The mode of exercising legislative power enshrined in article 106 of the Constitution does not admit of resolutions. The Attorney General continued that it is instead the Executive who can lawfully make such directions to him. And noted that the President was already taking some actions on the matter.
He further stated that it is correct that section 1(5) of Act 32 stipulates thus: “The Council shall in the performance of their functions comply with any general directions given by the Minister”.
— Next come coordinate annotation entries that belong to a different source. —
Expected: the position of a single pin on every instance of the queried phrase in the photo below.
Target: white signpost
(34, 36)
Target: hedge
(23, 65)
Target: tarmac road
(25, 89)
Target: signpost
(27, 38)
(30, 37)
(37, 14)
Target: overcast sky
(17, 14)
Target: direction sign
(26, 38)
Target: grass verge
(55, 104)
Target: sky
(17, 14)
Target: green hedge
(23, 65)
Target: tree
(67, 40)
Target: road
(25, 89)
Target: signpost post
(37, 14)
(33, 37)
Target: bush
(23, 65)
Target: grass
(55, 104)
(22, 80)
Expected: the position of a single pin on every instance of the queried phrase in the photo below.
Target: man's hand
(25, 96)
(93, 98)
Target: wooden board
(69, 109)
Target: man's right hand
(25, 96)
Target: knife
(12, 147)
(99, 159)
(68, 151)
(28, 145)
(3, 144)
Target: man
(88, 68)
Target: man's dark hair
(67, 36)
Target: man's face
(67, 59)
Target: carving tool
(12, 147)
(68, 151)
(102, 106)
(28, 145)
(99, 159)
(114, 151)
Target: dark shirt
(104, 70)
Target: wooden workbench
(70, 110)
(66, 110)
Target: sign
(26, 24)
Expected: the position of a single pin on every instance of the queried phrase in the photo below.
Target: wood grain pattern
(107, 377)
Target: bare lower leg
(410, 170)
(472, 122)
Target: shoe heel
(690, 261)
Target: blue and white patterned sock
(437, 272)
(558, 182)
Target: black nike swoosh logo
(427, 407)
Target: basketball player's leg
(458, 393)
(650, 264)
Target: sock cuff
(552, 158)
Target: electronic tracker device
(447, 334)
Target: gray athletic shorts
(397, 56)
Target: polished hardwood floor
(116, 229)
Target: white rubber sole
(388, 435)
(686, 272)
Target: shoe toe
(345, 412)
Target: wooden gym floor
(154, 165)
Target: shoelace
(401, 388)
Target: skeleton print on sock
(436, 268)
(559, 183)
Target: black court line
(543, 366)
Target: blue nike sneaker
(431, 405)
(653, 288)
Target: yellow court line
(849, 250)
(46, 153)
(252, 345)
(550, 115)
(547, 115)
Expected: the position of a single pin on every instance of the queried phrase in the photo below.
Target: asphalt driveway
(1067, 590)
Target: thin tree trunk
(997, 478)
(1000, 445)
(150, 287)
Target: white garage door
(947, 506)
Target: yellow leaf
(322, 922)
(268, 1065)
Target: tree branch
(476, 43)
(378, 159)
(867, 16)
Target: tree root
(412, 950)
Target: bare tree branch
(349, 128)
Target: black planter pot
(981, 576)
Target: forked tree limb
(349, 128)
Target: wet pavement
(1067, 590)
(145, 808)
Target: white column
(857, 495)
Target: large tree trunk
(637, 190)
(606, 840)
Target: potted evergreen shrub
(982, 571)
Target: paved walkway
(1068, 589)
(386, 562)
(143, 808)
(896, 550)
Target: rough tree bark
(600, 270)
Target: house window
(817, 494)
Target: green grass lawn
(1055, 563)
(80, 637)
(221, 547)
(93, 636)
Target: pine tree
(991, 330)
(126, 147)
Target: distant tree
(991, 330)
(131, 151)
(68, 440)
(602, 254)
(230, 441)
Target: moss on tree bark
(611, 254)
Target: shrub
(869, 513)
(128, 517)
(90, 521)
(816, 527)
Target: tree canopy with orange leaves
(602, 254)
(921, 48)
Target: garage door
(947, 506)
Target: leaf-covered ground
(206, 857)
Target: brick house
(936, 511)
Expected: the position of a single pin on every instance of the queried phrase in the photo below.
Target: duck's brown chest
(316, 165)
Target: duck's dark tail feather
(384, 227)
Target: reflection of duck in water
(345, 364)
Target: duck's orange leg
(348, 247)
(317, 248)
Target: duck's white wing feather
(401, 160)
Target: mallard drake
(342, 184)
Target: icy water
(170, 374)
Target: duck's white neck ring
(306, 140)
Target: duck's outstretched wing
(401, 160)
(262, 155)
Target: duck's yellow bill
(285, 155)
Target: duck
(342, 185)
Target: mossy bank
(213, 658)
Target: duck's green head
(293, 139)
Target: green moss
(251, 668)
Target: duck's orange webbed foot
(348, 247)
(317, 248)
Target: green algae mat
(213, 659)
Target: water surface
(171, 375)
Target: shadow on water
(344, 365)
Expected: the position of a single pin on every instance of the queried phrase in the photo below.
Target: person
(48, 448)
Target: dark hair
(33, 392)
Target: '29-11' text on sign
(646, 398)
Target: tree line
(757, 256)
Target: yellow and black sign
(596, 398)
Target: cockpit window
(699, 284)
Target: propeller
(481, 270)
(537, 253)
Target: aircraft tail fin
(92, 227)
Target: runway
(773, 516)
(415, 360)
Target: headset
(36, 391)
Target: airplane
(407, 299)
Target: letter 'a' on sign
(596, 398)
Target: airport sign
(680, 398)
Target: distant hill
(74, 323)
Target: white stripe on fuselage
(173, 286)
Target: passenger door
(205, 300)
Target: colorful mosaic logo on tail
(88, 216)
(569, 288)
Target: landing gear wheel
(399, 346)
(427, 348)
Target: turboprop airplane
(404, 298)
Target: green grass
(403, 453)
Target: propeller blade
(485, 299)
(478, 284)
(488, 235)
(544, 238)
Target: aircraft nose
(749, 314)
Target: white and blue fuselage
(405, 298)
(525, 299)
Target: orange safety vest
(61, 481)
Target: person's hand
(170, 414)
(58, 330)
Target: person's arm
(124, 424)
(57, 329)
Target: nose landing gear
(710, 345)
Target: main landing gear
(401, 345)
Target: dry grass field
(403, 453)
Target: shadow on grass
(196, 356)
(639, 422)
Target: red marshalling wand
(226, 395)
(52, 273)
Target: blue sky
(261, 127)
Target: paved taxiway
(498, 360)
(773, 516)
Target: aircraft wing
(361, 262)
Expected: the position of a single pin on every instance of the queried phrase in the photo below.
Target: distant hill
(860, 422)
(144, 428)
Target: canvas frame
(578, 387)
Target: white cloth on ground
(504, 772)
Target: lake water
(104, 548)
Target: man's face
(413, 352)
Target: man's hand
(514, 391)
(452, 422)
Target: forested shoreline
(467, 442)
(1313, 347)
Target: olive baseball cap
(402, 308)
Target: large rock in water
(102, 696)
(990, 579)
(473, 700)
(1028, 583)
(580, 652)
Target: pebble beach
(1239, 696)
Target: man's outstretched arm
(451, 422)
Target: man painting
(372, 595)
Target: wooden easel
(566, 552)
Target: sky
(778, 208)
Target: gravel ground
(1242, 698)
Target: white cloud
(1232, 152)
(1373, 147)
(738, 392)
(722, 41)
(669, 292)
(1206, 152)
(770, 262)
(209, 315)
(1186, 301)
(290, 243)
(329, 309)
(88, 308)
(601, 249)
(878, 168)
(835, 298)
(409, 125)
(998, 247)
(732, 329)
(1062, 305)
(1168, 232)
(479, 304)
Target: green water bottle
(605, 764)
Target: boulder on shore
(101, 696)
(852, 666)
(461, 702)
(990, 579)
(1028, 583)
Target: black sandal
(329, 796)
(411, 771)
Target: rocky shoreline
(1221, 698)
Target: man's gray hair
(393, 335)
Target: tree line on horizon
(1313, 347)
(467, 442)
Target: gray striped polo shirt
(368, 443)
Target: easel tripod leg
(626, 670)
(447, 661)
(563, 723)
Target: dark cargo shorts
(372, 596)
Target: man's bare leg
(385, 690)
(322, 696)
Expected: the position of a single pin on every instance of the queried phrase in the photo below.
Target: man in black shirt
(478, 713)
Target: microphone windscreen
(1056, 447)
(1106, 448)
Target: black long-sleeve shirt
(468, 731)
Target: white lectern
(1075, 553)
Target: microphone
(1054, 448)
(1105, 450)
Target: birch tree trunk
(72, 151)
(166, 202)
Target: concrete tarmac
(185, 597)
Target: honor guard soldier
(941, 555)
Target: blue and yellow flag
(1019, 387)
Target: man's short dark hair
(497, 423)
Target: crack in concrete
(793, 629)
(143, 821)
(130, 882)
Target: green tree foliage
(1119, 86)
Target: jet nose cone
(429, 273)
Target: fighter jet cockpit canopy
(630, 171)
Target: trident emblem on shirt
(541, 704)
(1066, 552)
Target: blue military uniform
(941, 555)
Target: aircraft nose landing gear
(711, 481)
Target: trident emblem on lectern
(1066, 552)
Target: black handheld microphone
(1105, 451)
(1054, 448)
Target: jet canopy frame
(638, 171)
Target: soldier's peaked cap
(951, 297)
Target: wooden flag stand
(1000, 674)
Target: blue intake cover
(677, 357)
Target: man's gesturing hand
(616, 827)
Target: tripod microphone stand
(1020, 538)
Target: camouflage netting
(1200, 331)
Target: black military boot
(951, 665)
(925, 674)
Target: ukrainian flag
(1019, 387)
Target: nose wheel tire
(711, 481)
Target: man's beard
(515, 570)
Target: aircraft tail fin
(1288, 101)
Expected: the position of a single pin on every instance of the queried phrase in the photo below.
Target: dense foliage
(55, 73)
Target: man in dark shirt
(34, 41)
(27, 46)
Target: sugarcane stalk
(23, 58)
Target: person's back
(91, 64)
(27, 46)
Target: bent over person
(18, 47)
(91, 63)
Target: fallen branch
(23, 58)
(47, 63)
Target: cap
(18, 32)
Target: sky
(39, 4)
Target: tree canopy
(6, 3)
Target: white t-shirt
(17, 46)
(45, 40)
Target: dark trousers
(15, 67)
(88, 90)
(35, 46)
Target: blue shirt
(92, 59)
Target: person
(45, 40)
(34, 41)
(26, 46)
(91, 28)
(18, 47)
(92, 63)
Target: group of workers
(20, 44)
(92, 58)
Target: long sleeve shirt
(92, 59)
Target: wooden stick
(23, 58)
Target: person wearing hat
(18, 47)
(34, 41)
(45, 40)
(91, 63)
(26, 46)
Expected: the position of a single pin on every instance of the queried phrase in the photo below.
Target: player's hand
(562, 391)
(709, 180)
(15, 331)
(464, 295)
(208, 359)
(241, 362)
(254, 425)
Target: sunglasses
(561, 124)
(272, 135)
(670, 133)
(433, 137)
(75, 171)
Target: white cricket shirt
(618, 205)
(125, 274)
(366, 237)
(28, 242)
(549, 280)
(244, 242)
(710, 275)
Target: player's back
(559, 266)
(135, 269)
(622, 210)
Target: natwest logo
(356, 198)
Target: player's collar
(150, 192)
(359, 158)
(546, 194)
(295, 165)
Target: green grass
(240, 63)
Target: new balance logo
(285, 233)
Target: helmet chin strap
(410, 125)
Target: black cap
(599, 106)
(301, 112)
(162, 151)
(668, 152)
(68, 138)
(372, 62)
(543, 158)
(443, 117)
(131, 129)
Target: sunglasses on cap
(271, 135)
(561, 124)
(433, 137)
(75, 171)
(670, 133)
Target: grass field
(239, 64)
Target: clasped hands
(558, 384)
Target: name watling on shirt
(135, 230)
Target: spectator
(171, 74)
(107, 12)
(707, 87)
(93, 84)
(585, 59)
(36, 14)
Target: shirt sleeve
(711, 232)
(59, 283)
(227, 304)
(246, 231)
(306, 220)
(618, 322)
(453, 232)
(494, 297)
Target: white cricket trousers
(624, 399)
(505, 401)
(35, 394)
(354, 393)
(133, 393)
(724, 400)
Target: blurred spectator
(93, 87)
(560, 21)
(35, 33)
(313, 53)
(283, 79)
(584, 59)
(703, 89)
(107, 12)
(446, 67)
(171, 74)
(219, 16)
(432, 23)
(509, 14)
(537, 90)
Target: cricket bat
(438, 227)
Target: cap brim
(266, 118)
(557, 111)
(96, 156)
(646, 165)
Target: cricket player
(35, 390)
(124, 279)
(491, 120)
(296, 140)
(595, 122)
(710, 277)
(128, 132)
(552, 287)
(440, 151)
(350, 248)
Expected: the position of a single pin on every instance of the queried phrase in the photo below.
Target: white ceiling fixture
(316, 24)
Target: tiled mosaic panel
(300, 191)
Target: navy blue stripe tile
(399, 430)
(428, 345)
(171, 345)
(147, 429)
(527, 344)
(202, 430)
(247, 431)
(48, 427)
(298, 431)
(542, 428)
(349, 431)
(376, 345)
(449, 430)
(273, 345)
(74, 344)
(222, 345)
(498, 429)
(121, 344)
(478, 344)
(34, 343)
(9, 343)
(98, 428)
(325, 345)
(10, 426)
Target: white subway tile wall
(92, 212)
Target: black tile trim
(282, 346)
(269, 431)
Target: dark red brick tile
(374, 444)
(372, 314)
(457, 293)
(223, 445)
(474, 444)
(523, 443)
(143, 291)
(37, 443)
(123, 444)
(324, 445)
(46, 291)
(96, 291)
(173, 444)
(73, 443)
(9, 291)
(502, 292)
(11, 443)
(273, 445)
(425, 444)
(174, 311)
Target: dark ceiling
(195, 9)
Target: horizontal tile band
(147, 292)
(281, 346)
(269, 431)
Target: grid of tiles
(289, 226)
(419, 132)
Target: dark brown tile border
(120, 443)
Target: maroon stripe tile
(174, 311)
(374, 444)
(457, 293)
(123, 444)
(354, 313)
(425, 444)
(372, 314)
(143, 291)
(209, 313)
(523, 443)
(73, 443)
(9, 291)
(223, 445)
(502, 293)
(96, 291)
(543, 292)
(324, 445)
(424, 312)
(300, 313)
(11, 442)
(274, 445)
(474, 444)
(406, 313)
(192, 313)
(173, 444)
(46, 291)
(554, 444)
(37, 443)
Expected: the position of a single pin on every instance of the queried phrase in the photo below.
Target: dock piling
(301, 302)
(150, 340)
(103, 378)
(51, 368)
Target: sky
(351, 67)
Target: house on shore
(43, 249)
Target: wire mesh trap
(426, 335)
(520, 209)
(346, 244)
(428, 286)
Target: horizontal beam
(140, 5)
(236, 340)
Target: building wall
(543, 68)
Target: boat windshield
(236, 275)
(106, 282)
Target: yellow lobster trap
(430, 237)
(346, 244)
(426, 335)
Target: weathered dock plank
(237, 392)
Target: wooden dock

Mr. Godfred Yeboah Dame, said, in his respectful opinion, this provision underscores the capacity of the Executive, not the Legislature, through the Minister responsible for the General Legal Council, i.e. the Attorney-General and Minister for Justice, to direct and advise the Council on major matters of national importance.
In this regard, it is pertinent to indicate that by a letter dated October 18, 2021, received at my office on 21st October 2021, His Excellency the President forwarded the contents of a petition by the “499 candidates” to me for my comments to enable him to respond. Another petition dated October 20, 2021, by the National Association of Law Students was also delivered to the President.
“Upon delivery of my comments on the matters raised in both petitions and following further consultations with my good self, by a letter dated October 26, 2021 (three clear days before the resolution of Parliament), received at my office on October 27, 2021, the President directed me to, under section 1(5) of Act 32,… make the necessary intervention to the General Legal Council, on behalf of the 499 students, to address the issue”, the statement continued.
Meanwhile, First Deputy Speaker Joe Osei Wusu has clarified his ruling to the GLC.
According to Joe Osei Wusu, if Parliament – the institution that created the General Legal Council – cannot direct it to respect a resolution, then the Attorney General would have to appear before the House to explain why.
“If Parliament, the representative of the people, I mean the arm of the government of the institution that created the agency that is gilded with all the powers cannot ask them to follow the rules they make, please the attorney general is answerable to parliament.
The agency may not come to us directly, but the attorney general is answerable to parliament and he may be called to parliament to explain why the resolution cannot be respected, he said.